This dark, unsettling painting is one of the key works of the Czech Surrealist movement.

It was painted by Marie Čermínová, the artist who adopted the un-gendered name Toyen in 1923 and who often referred to herself using masculine pronouns.

Toyen studied at the School of Applied Arts in Prague from 1919 to 1922 and afterwards joined the abstract-modernist group Devětsil. After several years living in Paris she returned to Prague, and from 1931 began to work in the Surrealist style. In 1934 she became one of the founding members of the Czech Surrealist group Skupina. Toyen was acquainted with Surrealism’s key protagonists, including Breton, Ernst, Dali, and Duchamp, and her work appeared in many international Surrealist exhibitions, most notably in London in 1936.

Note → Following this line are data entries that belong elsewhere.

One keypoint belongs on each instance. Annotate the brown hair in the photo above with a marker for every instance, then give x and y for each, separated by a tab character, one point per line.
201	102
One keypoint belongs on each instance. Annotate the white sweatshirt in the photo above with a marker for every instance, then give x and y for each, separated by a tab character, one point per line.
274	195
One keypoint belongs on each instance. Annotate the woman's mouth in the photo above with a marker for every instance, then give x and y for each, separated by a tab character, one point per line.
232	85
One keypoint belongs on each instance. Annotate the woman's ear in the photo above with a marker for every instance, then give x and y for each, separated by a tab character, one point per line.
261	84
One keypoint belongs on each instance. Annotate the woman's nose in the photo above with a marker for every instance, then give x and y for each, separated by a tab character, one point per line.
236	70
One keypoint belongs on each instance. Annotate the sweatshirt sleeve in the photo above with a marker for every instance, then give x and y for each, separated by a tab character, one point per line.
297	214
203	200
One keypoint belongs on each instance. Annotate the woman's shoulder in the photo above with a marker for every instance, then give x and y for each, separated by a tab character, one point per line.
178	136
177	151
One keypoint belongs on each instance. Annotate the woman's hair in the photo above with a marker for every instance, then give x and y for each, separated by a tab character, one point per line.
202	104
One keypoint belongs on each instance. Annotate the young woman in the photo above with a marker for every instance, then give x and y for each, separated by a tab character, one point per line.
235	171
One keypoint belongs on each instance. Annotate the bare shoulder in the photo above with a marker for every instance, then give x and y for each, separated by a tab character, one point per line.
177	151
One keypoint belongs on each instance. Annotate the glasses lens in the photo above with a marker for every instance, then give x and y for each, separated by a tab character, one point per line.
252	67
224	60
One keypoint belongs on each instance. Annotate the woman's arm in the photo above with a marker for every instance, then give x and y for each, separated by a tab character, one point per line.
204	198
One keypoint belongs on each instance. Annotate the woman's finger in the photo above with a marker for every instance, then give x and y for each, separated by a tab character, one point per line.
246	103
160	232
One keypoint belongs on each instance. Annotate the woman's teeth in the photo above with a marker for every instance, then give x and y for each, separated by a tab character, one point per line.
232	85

The Message of the Forest shows a nightmarish woodland scene in which a blue owl-like creature holds the severed head of a girl in a single claw. It is the fourth and largest work in Toyen’s series of paintings on a similar theme, one which embodies typical Surrealist concerns such as irrationality, the unconscious and the power of nature over the human world.

The Scottish National Gallery of Modern Art owns a world-class collection of surrealist art, including works by Magritte, Miro and Dali. However, the gallery’s holdings by women surrealists are modest. The Message of the Forest is therefore a significant acquisition as both a major work by a female Surrealist and the first by a Czech Surrealist to enter the collection.

This work was acquired with assistance from the Wolfson Foundation.


The artist; sold Hans Neumann (1921-2001) a Czech collector, date unknown but after 1949; sold to Roy Cullen (1929-2014) and Mary Cullen 2001; sold via private sale through Christie's.